Alfonsina Storni, la poeta de la tragedia, escribió en su poema Paz un texto que relaciona a los árboles con el sueño, la tristeza leve, la noche y los pájaros que duermen.
La repetición de la frase "Vamos hacia los árboles" sugiere una búsqueda de refugio o consuelo en la naturaleza, un espacio donde los problemas y la tristeza se alivian:
“Vamos hacia los árboles… el sueño
se hará en nosotros por virtud celeste.
Vamos hacia los árboles; la noche
nos será blanda, la tristeza leve.
Vamos hacia los árboles, el alma
adormecida de perfume agreste.
Pero calla, no hables, sé piadoso;
no despiertes los pájaros que duermen”.
El tono es suave, sereno y casi meditativo, como si la voz poética invitara a una comunión silenciosa con el entorno natural. El verso "no hables, sé piadoso" refuerza la importancia del silencio, probablemente para no perturbar la quietud, simbolizada por los pájaros dormidos, como una metáfora de la necesidad de no agitar las emociones ni los pensamientos que se encuentran en calma.

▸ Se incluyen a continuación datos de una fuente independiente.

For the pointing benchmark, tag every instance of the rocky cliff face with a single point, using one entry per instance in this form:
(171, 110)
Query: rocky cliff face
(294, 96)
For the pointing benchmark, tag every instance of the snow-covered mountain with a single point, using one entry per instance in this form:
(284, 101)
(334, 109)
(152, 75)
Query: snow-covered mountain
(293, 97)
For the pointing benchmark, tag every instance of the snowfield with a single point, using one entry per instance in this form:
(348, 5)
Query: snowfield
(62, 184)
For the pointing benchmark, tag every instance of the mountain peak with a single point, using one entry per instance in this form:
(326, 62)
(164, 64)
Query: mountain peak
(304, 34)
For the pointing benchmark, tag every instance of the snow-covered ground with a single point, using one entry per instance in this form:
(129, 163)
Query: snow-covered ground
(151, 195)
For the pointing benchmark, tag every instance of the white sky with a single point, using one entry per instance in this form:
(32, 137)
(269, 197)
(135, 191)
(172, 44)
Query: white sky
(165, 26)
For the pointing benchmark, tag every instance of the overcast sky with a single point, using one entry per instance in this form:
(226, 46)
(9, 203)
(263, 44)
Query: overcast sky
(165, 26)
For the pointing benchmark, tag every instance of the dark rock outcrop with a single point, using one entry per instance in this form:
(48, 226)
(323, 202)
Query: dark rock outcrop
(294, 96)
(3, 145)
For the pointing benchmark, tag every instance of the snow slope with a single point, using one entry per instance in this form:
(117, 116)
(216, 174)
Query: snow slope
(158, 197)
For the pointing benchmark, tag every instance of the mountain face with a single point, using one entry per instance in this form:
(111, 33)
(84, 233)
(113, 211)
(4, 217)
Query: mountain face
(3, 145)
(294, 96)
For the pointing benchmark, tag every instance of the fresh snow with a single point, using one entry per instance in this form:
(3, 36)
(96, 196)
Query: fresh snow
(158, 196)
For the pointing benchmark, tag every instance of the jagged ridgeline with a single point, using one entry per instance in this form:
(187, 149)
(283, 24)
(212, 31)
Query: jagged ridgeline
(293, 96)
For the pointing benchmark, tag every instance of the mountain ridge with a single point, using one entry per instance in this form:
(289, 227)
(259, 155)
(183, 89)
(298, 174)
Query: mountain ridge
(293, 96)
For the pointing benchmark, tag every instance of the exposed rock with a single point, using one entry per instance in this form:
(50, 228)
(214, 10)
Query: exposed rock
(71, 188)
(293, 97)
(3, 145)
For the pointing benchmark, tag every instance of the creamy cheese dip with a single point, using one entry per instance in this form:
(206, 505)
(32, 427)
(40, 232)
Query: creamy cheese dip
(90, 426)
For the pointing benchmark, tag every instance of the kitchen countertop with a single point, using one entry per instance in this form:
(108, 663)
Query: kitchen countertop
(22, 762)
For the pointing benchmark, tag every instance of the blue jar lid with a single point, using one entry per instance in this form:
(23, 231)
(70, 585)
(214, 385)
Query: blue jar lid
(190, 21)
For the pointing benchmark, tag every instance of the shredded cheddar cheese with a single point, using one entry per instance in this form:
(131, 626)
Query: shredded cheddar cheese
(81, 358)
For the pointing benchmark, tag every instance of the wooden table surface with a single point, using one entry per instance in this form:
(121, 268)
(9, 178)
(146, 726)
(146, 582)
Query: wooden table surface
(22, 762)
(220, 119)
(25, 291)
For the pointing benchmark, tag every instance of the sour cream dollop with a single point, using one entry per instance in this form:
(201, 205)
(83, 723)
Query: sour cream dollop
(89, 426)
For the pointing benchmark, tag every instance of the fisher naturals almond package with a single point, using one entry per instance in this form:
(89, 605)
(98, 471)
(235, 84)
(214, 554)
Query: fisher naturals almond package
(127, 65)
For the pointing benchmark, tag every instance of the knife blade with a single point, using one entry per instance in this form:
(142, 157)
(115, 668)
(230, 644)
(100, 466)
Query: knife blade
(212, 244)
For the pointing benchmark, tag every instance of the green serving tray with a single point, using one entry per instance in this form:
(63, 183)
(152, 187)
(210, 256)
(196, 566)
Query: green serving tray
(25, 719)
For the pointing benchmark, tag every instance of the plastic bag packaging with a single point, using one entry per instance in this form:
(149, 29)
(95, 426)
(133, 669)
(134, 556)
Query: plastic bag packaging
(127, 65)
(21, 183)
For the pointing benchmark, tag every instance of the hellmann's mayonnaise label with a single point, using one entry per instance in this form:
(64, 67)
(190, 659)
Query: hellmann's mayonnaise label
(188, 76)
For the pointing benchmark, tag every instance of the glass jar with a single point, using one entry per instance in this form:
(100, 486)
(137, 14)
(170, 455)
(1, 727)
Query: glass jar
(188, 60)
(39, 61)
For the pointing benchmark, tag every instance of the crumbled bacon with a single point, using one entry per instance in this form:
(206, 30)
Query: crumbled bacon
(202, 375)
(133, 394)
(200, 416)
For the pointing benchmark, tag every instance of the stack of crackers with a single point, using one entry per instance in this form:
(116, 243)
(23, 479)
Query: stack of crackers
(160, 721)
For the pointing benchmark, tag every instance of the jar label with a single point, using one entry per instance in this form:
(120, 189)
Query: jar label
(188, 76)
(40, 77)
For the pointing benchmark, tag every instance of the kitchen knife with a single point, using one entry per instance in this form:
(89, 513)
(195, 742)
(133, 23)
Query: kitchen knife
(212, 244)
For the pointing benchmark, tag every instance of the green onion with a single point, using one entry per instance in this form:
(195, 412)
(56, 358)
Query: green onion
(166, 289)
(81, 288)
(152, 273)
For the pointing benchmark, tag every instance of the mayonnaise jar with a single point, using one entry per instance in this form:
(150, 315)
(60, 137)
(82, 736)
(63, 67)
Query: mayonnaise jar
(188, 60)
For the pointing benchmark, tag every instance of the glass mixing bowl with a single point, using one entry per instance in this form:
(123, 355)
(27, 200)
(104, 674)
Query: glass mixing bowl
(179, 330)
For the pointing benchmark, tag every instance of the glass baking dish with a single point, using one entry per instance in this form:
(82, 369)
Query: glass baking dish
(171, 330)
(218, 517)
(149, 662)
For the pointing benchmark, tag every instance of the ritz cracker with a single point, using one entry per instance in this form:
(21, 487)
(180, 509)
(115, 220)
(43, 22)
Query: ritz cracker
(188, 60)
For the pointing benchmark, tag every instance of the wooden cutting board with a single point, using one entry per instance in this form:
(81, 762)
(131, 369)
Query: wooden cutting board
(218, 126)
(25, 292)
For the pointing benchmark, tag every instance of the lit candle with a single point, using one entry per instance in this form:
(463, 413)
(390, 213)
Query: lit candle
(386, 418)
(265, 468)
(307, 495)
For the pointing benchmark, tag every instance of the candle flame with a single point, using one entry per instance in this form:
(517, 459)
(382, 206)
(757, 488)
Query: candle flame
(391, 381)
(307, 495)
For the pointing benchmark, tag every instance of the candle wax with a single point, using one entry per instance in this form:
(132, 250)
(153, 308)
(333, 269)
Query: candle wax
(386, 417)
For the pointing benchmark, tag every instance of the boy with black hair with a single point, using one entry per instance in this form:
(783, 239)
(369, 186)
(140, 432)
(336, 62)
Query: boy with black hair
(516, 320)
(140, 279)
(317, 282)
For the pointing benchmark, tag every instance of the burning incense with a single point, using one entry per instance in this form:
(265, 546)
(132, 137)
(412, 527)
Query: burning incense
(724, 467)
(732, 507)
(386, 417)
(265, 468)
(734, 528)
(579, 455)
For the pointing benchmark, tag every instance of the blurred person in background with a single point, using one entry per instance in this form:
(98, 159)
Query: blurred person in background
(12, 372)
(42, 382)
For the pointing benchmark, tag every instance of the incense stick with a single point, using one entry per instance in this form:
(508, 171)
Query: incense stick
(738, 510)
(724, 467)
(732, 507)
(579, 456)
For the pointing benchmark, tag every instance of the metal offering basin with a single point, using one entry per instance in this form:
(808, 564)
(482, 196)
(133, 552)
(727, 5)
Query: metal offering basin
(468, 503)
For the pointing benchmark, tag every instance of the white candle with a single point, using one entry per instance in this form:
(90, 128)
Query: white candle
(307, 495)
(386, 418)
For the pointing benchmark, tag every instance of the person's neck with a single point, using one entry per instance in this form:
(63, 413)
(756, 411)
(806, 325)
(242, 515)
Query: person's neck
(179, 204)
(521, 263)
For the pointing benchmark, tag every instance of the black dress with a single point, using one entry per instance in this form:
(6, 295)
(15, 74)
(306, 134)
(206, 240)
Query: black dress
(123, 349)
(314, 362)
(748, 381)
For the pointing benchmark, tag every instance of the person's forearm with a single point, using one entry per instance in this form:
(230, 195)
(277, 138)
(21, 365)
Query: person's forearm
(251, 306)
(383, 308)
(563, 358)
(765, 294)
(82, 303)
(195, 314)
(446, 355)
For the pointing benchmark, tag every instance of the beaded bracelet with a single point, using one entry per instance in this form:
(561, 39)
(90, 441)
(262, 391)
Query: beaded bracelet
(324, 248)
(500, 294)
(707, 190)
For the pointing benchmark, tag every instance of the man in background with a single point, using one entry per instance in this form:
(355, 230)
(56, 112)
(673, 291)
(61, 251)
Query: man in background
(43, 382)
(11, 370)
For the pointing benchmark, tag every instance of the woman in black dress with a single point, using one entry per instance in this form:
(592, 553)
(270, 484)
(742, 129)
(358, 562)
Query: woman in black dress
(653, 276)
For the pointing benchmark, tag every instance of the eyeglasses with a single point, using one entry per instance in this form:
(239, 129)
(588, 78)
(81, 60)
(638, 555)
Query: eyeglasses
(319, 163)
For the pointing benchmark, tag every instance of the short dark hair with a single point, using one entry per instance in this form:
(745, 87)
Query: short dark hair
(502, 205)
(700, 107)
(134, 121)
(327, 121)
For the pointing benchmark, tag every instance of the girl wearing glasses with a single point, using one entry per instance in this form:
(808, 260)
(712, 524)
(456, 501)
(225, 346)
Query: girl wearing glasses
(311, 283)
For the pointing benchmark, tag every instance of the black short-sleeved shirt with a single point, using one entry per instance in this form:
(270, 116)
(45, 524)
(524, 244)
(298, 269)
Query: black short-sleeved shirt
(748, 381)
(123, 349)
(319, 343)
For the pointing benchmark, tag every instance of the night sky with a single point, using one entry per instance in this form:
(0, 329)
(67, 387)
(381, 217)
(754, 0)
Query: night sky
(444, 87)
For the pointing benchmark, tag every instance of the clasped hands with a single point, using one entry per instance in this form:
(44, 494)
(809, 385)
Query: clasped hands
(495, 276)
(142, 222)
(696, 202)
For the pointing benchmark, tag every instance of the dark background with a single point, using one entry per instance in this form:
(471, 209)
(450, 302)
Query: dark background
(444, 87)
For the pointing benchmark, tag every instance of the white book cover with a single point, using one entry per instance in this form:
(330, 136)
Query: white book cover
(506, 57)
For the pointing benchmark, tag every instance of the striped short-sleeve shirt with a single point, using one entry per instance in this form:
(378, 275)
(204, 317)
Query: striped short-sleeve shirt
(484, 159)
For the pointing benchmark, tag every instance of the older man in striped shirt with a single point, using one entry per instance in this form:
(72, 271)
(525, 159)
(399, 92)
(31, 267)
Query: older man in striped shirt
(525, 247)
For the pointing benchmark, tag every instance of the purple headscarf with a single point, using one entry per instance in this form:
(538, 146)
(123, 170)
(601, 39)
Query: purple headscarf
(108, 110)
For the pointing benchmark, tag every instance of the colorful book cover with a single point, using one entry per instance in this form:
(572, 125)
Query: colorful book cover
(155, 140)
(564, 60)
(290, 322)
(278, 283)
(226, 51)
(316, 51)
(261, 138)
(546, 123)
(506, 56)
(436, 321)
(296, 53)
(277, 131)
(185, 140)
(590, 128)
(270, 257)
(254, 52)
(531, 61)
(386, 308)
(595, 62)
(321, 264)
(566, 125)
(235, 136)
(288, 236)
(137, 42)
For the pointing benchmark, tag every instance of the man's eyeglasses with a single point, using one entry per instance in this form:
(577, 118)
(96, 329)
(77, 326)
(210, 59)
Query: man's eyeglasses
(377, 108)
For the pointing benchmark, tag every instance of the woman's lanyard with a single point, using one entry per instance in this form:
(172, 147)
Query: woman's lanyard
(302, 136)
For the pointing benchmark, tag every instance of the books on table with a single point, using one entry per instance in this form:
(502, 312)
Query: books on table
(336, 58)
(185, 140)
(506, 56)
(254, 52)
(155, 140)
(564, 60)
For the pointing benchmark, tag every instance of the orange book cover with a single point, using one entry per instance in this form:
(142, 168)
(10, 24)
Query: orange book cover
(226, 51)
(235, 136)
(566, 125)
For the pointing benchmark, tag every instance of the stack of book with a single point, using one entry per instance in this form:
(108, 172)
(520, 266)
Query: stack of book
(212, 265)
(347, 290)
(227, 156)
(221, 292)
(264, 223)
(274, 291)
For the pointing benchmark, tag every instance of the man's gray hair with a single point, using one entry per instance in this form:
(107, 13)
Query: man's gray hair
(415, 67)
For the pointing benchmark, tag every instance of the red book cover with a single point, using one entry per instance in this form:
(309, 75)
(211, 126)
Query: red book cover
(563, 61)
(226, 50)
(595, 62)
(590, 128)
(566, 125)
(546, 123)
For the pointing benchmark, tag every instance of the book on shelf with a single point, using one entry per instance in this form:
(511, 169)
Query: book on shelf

Mientras que Storni en el poema utiliza los árboles como un refugio de consuelo frente a la tristeza y los problemas, El árbol de los frutos muertos propone un juego simbólico con la muerte y las dificultades de la vida. Ambos textos recurren a la naturaleza, en particular a los árboles, como metáforas profundas.
Este libro lo describiría como el regreso a la infancia en orfandad: esa idea de "regresar" sugiere que la niñez, normalmente asociada con la seguridad y la protección de los padres, es ahora un lugar vacío, lleno de ausencias. Los nombres que el hablante repite son un intento de reconectar con figuras que ya no están, una búsqueda desesperada de los seres queridos que nunca estuvieron realmente presentes de manera significativa o que fueron arrebatados:
“Los nombres todos de quienes nacimos muertos en el interior de tu vientre. En el carnaval del rencor llamado casa”.
Juan Olivares (Comitán de Domínguez, Chiapas, 1985). Estudió Lengua y Literatura Hispanoamericana en la Universidad Autónoma de Chiapas (Unach). Textos suyos han sido publicados en revistas a nivel estatal y nacional. Es corrector de estilo y editor; también es diseñador gráfico y editorial. Actualmente, es coordinador general de la revista en línea Carruaje de Pájaros.